Can water shares help to save California aquifers?

By Carey L. Biron  /  Thomson Reuters Foundation, WASHINGTON

California is by far the US’ most populous state, as well as its largest agricultural producer. Increasingly, it is also one of the country’s most parched places.

However, Edgar Terry, a fourth-generation farmer in Ventura County, just outside of Los Angeles, thinks that he has a key to reversing worsening water stress: establishing tradeable rights to shares of fast-depleting groundwater aquifers.

Doing so would turn aquifer water into a more valuable asset that could be traded on a market, similar to “cap-and-trade” systems that have been set up to regulate air pollution, conserve fisheries and manage other common resources.

Such a system would put a price on what has essentially been a free resource and create a powerful incentive to use it more sparingly, backers have said.

“If you can buy and sell stocks, why not trade water? It’s an asset, we can’t live without it and I can’t grow without it,” Terry told the Thomson Reuters Foundation by telephone. “When you assign something a value, you tend to take care of it much more.”

A local initiative spurred by Terry’s idea — the Fox Canyon groundwater market — is to become the first such system created under landmark state water legislation passed in 2014. It is set to start formally trading next month.

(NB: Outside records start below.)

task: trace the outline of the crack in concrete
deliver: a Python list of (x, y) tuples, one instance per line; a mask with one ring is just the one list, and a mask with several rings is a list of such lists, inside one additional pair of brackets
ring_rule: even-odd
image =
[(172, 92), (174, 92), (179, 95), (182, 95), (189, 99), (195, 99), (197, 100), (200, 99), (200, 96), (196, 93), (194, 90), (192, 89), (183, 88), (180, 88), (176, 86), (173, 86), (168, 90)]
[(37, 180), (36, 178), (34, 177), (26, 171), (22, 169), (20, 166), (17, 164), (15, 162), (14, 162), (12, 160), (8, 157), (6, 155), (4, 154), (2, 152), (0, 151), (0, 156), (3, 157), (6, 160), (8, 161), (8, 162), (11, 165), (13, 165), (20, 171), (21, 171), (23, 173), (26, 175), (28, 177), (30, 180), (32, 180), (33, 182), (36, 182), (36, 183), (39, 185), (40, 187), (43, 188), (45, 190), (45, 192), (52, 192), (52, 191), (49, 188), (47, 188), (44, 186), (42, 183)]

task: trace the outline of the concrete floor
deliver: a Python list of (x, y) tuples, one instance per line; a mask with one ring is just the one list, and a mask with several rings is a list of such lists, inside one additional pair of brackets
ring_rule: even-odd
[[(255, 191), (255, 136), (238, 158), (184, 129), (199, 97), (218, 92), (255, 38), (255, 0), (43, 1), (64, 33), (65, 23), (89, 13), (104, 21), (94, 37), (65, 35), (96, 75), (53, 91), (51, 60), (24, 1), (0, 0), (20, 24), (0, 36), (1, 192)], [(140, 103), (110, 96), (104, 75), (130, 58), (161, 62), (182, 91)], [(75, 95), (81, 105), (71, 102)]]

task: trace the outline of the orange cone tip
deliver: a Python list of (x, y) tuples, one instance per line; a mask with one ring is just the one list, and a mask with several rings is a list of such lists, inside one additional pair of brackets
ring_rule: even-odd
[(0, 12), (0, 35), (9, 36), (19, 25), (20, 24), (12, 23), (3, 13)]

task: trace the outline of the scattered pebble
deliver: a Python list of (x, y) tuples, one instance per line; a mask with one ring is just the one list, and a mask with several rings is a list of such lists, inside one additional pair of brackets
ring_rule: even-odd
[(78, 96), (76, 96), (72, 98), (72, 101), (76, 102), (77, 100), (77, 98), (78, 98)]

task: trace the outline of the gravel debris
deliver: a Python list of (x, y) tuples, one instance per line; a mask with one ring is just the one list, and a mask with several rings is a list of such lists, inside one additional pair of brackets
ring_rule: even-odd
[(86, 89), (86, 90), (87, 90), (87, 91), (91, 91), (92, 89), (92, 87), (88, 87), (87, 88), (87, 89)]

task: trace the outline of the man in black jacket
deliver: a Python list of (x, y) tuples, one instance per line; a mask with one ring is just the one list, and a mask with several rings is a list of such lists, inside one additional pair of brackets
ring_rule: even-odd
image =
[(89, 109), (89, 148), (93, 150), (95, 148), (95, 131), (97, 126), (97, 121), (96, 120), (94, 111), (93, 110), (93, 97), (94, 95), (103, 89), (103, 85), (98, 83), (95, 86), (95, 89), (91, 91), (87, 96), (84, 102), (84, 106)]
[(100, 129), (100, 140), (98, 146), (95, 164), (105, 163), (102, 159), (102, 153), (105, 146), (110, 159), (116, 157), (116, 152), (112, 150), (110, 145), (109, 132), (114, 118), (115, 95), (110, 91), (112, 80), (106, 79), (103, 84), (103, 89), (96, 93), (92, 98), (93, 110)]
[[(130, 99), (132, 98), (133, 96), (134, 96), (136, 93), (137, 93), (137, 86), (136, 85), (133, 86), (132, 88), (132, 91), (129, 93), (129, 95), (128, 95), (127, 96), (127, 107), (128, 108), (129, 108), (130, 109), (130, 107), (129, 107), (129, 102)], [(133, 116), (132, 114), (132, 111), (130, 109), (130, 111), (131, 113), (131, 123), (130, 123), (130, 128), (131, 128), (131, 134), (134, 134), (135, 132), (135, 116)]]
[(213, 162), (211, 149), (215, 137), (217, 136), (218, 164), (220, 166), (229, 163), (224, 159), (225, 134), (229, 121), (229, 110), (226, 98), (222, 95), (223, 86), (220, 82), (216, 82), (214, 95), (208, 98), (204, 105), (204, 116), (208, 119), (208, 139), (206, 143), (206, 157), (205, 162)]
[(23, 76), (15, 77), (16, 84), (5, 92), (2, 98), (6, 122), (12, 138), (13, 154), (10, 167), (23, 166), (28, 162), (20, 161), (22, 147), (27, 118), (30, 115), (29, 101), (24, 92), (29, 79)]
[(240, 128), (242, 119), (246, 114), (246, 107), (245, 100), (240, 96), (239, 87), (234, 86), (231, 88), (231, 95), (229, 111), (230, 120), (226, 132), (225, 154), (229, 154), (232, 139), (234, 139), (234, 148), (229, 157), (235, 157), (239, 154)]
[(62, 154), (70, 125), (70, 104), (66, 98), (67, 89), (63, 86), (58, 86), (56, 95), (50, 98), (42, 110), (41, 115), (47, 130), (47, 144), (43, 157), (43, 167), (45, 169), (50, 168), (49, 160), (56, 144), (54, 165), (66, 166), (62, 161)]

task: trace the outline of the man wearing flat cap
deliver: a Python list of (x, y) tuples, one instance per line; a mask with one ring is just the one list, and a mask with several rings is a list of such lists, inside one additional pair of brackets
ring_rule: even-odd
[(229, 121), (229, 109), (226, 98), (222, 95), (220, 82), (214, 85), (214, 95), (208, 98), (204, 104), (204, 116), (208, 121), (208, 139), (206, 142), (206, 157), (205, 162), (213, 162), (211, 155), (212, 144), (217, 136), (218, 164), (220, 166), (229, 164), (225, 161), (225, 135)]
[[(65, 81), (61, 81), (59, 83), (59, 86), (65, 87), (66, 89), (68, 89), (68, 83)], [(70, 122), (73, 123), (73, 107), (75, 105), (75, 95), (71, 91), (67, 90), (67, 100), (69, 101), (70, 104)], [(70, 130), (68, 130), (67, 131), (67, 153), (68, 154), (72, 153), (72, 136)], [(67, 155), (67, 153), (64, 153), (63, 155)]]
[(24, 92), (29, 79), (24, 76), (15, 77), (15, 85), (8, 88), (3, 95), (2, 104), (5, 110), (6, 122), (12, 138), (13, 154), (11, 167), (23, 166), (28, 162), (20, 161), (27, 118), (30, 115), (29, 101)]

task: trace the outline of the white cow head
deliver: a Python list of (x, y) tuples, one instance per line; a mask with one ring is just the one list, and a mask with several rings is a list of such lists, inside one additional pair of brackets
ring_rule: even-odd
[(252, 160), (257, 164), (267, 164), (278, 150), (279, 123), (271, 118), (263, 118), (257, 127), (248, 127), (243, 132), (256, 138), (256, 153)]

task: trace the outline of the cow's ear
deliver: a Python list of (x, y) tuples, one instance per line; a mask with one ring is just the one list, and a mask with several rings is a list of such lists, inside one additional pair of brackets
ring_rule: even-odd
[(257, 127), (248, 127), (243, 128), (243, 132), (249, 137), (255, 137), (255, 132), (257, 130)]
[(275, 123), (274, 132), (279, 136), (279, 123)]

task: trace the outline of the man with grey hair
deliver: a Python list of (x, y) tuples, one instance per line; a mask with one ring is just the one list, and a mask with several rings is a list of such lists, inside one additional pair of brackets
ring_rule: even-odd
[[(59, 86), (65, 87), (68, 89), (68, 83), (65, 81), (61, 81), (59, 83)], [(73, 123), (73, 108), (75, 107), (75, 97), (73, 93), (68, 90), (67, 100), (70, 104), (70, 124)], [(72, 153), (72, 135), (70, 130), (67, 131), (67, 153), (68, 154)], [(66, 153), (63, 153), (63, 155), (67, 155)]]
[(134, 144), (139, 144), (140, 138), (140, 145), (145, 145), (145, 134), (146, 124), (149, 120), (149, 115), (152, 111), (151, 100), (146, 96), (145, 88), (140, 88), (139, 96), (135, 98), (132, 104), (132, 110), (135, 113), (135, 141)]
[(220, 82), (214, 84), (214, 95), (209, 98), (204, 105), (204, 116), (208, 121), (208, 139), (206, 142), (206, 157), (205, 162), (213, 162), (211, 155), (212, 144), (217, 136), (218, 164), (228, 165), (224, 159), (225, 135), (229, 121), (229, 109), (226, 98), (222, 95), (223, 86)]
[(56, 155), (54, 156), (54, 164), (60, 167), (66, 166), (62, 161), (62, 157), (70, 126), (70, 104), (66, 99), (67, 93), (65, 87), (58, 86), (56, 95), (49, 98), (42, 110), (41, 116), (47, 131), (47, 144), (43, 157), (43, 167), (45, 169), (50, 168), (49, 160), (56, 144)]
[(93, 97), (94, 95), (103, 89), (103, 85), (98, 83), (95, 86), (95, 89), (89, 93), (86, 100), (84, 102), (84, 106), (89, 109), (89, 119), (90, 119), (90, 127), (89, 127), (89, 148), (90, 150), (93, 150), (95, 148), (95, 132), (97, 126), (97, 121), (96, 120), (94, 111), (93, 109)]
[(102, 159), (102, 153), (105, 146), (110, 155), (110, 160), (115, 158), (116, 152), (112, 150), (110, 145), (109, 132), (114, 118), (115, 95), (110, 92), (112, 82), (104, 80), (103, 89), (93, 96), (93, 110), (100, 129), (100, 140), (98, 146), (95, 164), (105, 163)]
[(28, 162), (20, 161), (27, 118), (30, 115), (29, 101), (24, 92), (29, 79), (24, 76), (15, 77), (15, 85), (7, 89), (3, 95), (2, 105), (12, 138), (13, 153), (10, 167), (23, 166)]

At first the market would be open only to farmers within a single groundwater basin, but eventually it could extend to towns and cities and throughout the three areas that drain into the Fox Canyon aquifer.

Under the market, participants would receive long-term shares to draw from the aquifer based on previous pumping needs and monitored by cutting-edge meters that gauge their use in almost real time.

US water regulations have long focused almost exclusively on surface water — rivers, streams and lakes — rather than groundwater.

Out of view, groundwater has tended to flow under the public radar as well, water experts said.

However, as pressures on water supplies from climate change and rapid urbanization grow, along with data showing that groundwater aquifers are quickly being depleted across the globe, that has begun to change.

The Fox Canyon project is the tip of a burgeoning public discussion in California, after the state in 2014 mandated that water districts be sustainable by 2040.

Initial plans to ensure that sustainability are due by next month.

Previously, the state was one of the most unregulated in the parched US west on groundwater, University of Nebraska associate professor of agricultural economics Karina Schoengold said.

While water markets are just one potential strategy for conservation, they are receiving major interest across the state — and that in turn is drawing attention nationally, she said.

“It’s a big change that could really drive changes in how we think about managing groundwater,” Schoengold said.

Effective groundwater markets are complicated to set up and Schoengold estimated that fewer than 10 “true” systems exist in the US or abroad.

However, technological advances and other changes mean they are increasingly feasible and “are going to becoming really important in the future,” she said.

One primary obstacle remains skepticism of the fairness of such systems, particularly among agricultural producers keen not to allow outside control over their ability to grow a crop.

“We have to show that this is something that has benefits for the people who are using groundwater, and we’re not at that point everywhere,” she said.